In deutscher Sprache mit deutschen Übertiteln
Dauer: ca 1 ½  Stunden – keine Pause

Premiere am 2. Oktober 2011 in der Komischen Oper Berlin


Aus einem Totenhaus

Oper in drei Akten
von Leos Janácek
Text vom Komponisten nach dem Roman „Aufzeichnungen aus einem Totenhaus“
von F.J. Dostojewski


In tschechischer Sprache mit deutschen Übertiteln
Dauer: ca 1 ¾  Stunden – keine Pause

Premiere am 3. Oktober 2011 in der Staatsoper im Schillertheater Berlin

Koproduktion der Wiener Festwochen mit dem Holland Festival Amsterdam, dem Festival d’Aix-en-Provence, The Metropolitan Opera New York und dem Teatro alla Scala di Milano





Komische Oper
(Homepage)




Staatsoper Berlin
(Homepage)
Wahrheiten in Traum und Wirklichkeit

Von Christoph Wurzel / Fotos von Monika Rittershaus

1956 hatte die Komische Oper in Berlin mit Janaceks Das Schlaue Füchslein Operngeschichte geschrieben. Die Inszenierung von Walter Felsenstein begriff Janaceks Oper in ihrem Wesen zwar noch als eine putzige Tiergeschichte, wurde aber immerhin zu einer Art Urmuster des modernen Musiktheaters. Über acht Spielzeiten hinweg brachte es die legendäre Produktion auf stolze 218 Aufführungen und galt damals als der eigentliche Durchbruch für diese Oper auf deutschen Bühnen. Nun gibt es wieder eine höchst gelungene Neuinszenierung dieses Werks an demselben Haus. Der zum Ende dieser Spielzeit scheidende Intendant Andreas Homoki hat einen schlüssigen, vielschichtigen Ansatz für das schwierige Werk gefunden, der ebenso wie seinerzeit Felsensteins Inszenierung der Rezeption dieser Oper sicherlich neue Impulse geben wird.

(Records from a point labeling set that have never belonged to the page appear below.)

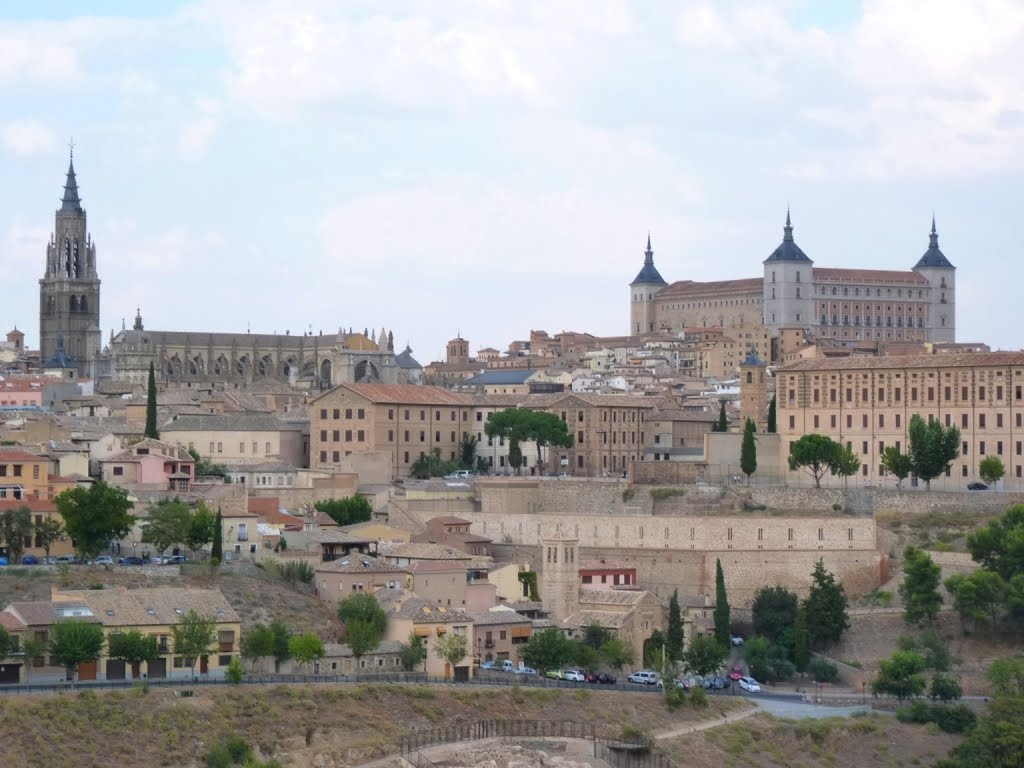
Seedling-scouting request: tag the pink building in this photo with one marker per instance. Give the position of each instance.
(607, 574)
(151, 464)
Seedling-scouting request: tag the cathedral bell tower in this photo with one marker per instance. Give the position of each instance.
(69, 292)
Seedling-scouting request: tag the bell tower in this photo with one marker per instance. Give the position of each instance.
(69, 291)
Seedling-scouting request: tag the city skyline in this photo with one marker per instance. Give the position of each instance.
(477, 170)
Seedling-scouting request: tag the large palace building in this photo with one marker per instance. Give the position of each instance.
(846, 306)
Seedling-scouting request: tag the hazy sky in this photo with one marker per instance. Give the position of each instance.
(494, 166)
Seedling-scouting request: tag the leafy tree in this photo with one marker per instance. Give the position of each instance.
(132, 647)
(774, 609)
(818, 454)
(548, 649)
(151, 407)
(749, 451)
(921, 587)
(978, 597)
(217, 546)
(705, 655)
(901, 675)
(74, 642)
(413, 652)
(897, 464)
(451, 648)
(366, 623)
(991, 469)
(194, 636)
(933, 448)
(346, 511)
(306, 648)
(722, 622)
(47, 532)
(467, 450)
(167, 522)
(615, 653)
(674, 633)
(999, 546)
(825, 607)
(201, 530)
(94, 516)
(15, 528)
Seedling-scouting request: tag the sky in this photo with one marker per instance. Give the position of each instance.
(487, 167)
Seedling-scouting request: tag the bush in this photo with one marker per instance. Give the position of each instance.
(823, 671)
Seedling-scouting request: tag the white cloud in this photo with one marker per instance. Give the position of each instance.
(28, 137)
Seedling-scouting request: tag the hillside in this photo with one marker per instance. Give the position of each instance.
(323, 726)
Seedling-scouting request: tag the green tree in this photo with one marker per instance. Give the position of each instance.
(723, 624)
(749, 451)
(548, 649)
(151, 407)
(451, 648)
(816, 455)
(413, 652)
(920, 588)
(306, 648)
(95, 516)
(167, 522)
(991, 469)
(999, 546)
(933, 448)
(897, 464)
(366, 623)
(705, 655)
(346, 511)
(132, 647)
(774, 609)
(202, 528)
(901, 675)
(47, 532)
(674, 633)
(15, 529)
(194, 636)
(74, 642)
(825, 607)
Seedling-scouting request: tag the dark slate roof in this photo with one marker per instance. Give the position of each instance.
(502, 376)
(787, 250)
(406, 360)
(933, 256)
(71, 203)
(648, 274)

Vergrößerung inDas schlaue Füchslein  an der Komischen Oper Berlin

Glückliche Planung oder Zufall: An der Staatsoper gab es nur einen Tag später ebenfalls eine Janacek-Premiere. Hier wurde Patrice Chéreaus Inszenierung Aus einem Totenhaus gezeigt, perfekt und neu einstudiert für dieses Haus, nachdem die Produktion schon in Wien, Amsterdam, Aix-en-Provence, New York und Mailand zu sehen war. Eine TV-Fassung samt DVD existiert ebenfalls bereits. Despektierlich wurde daher die Berliner Übernahme als Recycling bezeichnet, in diesem Fall aber kann sich glücklich schätzen, wer Gelegenheit hat, diese in allem großartige Aufführung auch hier erleben zu können; denn selten geriet eine Opernaufführung zu einem derart packenden musiktheatralischen Ereignis.

Vergrößerung in

Die Sehnsucht nach Freiheit: Aus einem Totenhaus an der Staatsoper im Schillertheater

Nicht allein die zeitliche Nähe der Premieren legt einen Vergleich nahe, auch die Bühnenrealisationen dieser beiden Alterswerke Janaceks, die er in einem Abstand von ca. 4 Jahren in seinem siebten Lebensjahrzehnt schrieb, machen bemerkenswerte Parallelen, aber auch Unterschiede zwischen diesen beiden Opern deutlich und lassen sie geradezu als zwei Pole seines Opernschaffens erkennen. Die Wahrhaftigkeit und der tiefe Humanismus, Grundtendenz in allen  Opern Janaceks, sind in beiden Inszenierungen die verbindenden Gedanken,  die singuläre Ästhetik seiner Opern wird in beiden Inszenierungen auf adäquate Weise verwirklicht.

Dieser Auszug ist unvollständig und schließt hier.